Controlled Substances Act
Posted on 01.07.2014
As a pharmacy technician it is important to be familiar with laws and regulations that pertain to your industry s we’ve been be looking at a number of different laws. Today, we are going to look at the Controlled Substances Act.
The Controlled Substances Act (CSA) was passed by the 91st United States Congress as Title II of the Comprehensive Drug Abuse Prevention and Control Act of 1970 and signed into law by President Richard Nixon. In 1969, President Richard Nixon announced that the Attorney General, John N. Mitchell, was preparing a comprehensive new measure to more effectively meet the narcotic and dangerous drug problems at the federal level by combining all existing federal laws into a single new statute. The CSA not only combined existing federal drug laws but it also changed the nature of federal drug law policies, expanded the scope of federal drug laws, and expanded federal law enforcement as pertaining to controlled substances.
The CSA is the federal U.S. drug policy under which the manufacture, importation, possession, use and distribution of certain substances is regulated. The Act also served as the national implementing legislation for the Single Convention on Narcotic Drugs.
The legislation created five Schedules (classifications), with varying qualifications for a substance to be included in each. Two federal agencies, the Drug Enforcement Administration and the Food and Drug Administration, determine which substances are added to or removed from the various schedules.
Schedule I drugs, substances, or chemicals are defined as drugs with no currently accepted medical use and a high potential for abuse. Schedule I drugs are the most dangerous drugs of all the drug schedules with potentially severe psychological or physical dependence. Some examples of Schedule I drugs are: heroin, marijuana, methylenedioxy methamphetamine (ecstasy).

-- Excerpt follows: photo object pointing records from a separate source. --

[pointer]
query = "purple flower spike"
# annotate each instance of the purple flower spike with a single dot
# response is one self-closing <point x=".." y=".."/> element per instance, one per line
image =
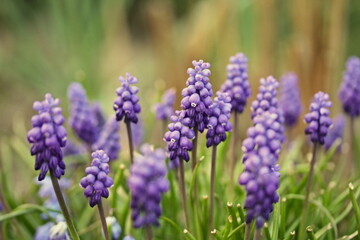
<point x="237" y="84"/>
<point x="109" y="139"/>
<point x="97" y="181"/>
<point x="266" y="98"/>
<point x="164" y="110"/>
<point x="197" y="95"/>
<point x="126" y="104"/>
<point x="218" y="123"/>
<point x="290" y="102"/>
<point x="261" y="174"/>
<point x="47" y="137"/>
<point x="178" y="138"/>
<point x="336" y="132"/>
<point x="350" y="87"/>
<point x="318" y="119"/>
<point x="82" y="117"/>
<point x="147" y="183"/>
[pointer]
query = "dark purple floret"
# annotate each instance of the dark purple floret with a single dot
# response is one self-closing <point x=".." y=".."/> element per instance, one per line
<point x="261" y="174"/>
<point x="218" y="123"/>
<point x="165" y="109"/>
<point x="266" y="98"/>
<point x="350" y="88"/>
<point x="179" y="137"/>
<point x="147" y="183"/>
<point x="237" y="84"/>
<point x="336" y="132"/>
<point x="109" y="139"/>
<point x="197" y="95"/>
<point x="290" y="102"/>
<point x="126" y="104"/>
<point x="97" y="181"/>
<point x="47" y="137"/>
<point x="318" y="120"/>
<point x="82" y="117"/>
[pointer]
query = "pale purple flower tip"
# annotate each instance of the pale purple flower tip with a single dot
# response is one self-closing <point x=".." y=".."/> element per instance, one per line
<point x="197" y="95"/>
<point x="109" y="139"/>
<point x="165" y="109"/>
<point x="237" y="84"/>
<point x="82" y="118"/>
<point x="97" y="181"/>
<point x="318" y="120"/>
<point x="218" y="123"/>
<point x="47" y="137"/>
<point x="179" y="137"/>
<point x="336" y="132"/>
<point x="261" y="174"/>
<point x="147" y="183"/>
<point x="350" y="87"/>
<point x="290" y="102"/>
<point x="126" y="104"/>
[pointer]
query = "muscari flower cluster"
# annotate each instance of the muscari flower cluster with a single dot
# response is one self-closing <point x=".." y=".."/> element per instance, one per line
<point x="336" y="132"/>
<point x="350" y="88"/>
<point x="197" y="95"/>
<point x="290" y="102"/>
<point x="47" y="137"/>
<point x="179" y="137"/>
<point x="218" y="123"/>
<point x="97" y="181"/>
<point x="262" y="148"/>
<point x="109" y="139"/>
<point x="237" y="84"/>
<point x="318" y="120"/>
<point x="83" y="119"/>
<point x="165" y="109"/>
<point x="126" y="104"/>
<point x="147" y="183"/>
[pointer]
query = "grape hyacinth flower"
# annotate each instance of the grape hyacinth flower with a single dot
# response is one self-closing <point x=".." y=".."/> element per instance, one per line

Schedule II drugs, substances, or chemicals are defined as drugs with a high potential for abuse, though less abuse potential than Schedule I drugs, with use potentially leading to severe psychological or physical dependence. These drugs are also considered dangerous. Some examples of Schedule II drugs are: cocaine, methamphetamine, methadone, oxycodone (OxyContin).

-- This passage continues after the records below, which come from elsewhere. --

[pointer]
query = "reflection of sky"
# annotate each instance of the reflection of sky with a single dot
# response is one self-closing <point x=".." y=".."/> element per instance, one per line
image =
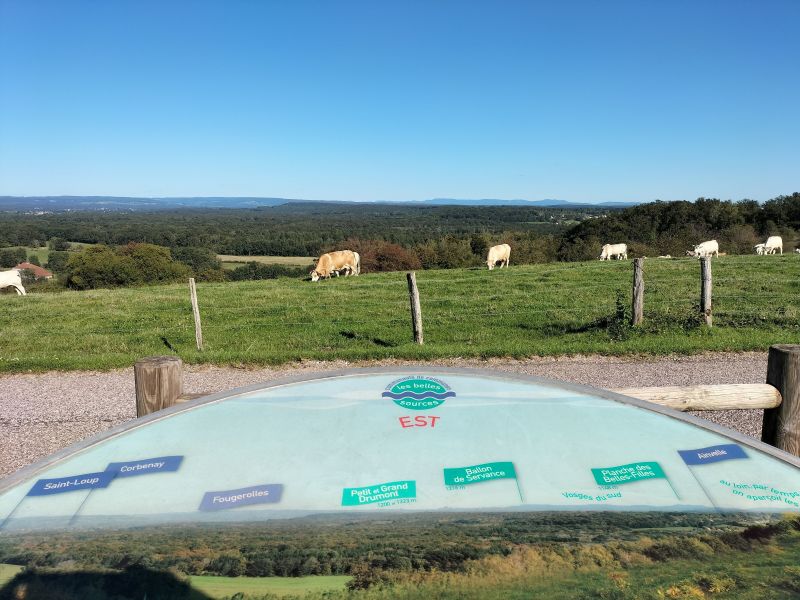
<point x="319" y="437"/>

Schedule III drugs, substances, or chemicals are defined as drugs with a moderate to low potential for physical and psychological dependence. Schedule III drugs abuse potential is less than Schedule I and Schedule II drugs but more than Schedule IV. Some examples of Schedule III drugs are: combination products with less than 15 milligrams of hydrocodone per dosage unit (Vicodin), products containing less than 90 milligrams of codeine per dosage unit (Tylenol with codeine), ketamine, anabolic steroids, and testosterone.
Schedule IV drugs, substances, or chemicals are defined as drugs with a low potential for abuse and low risk of dependence. Some examples of Schedule IV drugs are: Xanax, Soma, Valium, Ativan, and Ambien.

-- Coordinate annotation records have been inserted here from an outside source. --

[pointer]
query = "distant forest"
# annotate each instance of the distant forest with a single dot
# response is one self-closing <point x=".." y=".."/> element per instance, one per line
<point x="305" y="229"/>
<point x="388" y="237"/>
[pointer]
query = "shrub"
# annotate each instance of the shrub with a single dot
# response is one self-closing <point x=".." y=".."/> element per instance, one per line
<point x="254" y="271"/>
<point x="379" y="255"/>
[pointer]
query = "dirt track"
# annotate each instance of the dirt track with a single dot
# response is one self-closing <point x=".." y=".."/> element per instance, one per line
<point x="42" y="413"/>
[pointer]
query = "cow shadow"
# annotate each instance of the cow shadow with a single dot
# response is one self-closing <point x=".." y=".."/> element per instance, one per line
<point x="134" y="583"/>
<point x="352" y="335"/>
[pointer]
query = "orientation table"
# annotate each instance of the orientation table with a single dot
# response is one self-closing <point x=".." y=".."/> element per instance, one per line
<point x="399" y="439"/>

Schedule V drugs, substances, or chemicals are defined as drugs with lower potential for abuse than Schedule IV and consist of preparations containing limited quantities of certain narcotics. Schedule V drugs are generally used for antidiarrheal, antitussive, and analgesic purposes. Some examples of Schedule V drugs are: cough preparations with less than 200 milligrams of codeine per 100 milliliters (Robitussin AC), Lomotil, Motofen, Lyrica, and Parepectolin.